Unemployment has fallen and industrial production has increased, he said, along with orders for business.
Inflation is remaining low and the state’s surplus is greater than expected.
“The Swedish economy’s growth is strong and it is now better than in the majority of comparable countries. Now people are opening their wallets,” stated the finance minister with satisfaction.
The Moderates’ economic spokesman Mikael Odenberg described the government’s spring budget proposal as sprawling and muddled. He added that Pär Nuder was “more than a little self-satisfied and just as empty-handed”.
Odenberg said that the budget proposal was lacking structural reforms which make it more profitable to start companies, to recruit more people and to permanently increase employment.
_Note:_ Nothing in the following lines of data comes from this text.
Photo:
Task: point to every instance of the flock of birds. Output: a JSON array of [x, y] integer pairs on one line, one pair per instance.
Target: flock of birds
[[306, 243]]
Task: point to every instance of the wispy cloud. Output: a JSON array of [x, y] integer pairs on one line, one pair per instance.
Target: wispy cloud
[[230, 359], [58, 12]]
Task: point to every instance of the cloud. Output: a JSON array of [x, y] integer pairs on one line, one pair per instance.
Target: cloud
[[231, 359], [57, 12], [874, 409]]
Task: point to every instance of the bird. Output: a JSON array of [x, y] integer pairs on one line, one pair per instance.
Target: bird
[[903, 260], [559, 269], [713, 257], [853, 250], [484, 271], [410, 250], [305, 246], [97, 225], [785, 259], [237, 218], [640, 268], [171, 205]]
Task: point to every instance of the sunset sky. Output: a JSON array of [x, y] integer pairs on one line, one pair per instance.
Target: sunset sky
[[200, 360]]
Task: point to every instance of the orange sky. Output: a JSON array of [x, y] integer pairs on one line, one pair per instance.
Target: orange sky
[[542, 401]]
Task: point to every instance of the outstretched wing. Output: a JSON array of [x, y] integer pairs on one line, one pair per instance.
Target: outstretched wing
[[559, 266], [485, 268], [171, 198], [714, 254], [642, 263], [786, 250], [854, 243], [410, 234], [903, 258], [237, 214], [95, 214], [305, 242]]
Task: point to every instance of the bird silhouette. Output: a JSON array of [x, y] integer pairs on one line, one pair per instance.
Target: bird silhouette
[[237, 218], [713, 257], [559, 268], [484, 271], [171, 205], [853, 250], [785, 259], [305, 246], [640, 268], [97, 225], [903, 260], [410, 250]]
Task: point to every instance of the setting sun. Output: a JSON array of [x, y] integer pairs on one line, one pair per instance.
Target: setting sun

Instead the proposal consists mostly of labour board schemes.
“A responsible government would have taken the golden opportunity which a good economy provides to drive through these necessary structural reforms,” said Odenberg.
The Liberal Party’s Karin Pilsäter called the spring budget ‘a marriage proposal to the voters’.
“Despite the pink tie he’s up like a traditional English bride,” she said.
“The spring budget contains something old, something new, something borrowed and something blue. A lot of old promises sandwiching the odd bit of real news, a few of our suggestions are being taken forward and on a number of points he’s pulling the wool over [voters’] eyes.”
Just like Mikael Odenberg, Pilsäter criticised the government for not proposing any reforms which deal with the big challenges – the ageing population, globalisation, education and sick leave.
Mats Odell of the Christian Democrats agreed that things are going well for Sweden, but maintained that fewer and fewer are benefiting from the improvements.
“Pär Nuder said that we have had twelve years of rising salaries in real terms. But they apply to decreasing numbers of people,” he said.